Thailand's PT Exploration & Production (PTTEP) is expected to start production from Block M-3 off Burma by 2018 at the earliest, according to local reports.
The Myanmar Times cited an unnamed official from Burma's Ministry of Energy as giving the timeline for the development of the block which PTTEP has been exploring since 2011.
“PTTEP is presently conducting detailed exploration,” the official was quoted as saying, adding the engineering, procurement, commissioning, installation and construction phase would take four to five years to complete.
“Commercial production at the M-3 field will begin at 2018 at the earliest.”
The government has previously indicated first output from M-3 was could have come as early as 2016 or 2017 at rates of between 100 million cubic feet per day of gas and 150 MMcfd.
The block contains one publicised discovery well called Aung Sinkha-2, which was drilled in 2011 and flowed at 25 MMcfd and 150 barrels per day of condensate.
PTTEP began appraisal drilling on the block earlier this year and by the end of the second quarter it had completed three wells at the field.

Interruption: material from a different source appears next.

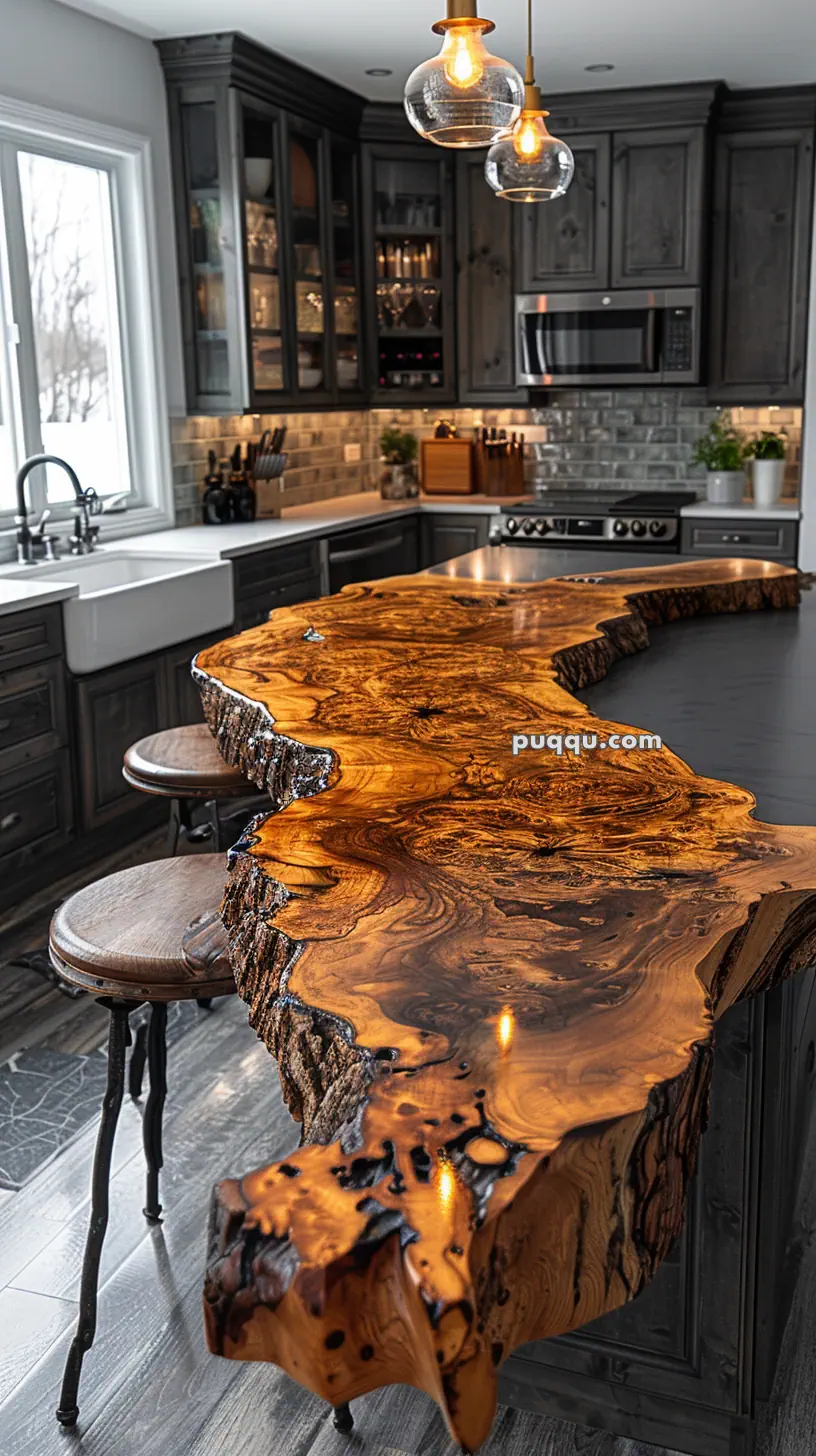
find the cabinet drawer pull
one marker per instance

The development concept for the M-3 project is expected to be similar to the PTTEP Zawtika project in Burma, which is also currently being developed by PTTEP, and will likely comprise a shallow-water fixed processing platform connected via a subsea pipeline to shore.
PTTEP operates Block M-3 and is awaiting approval to farm-out a 20% stake in the block to Japan's Mitsui Oil Exploration.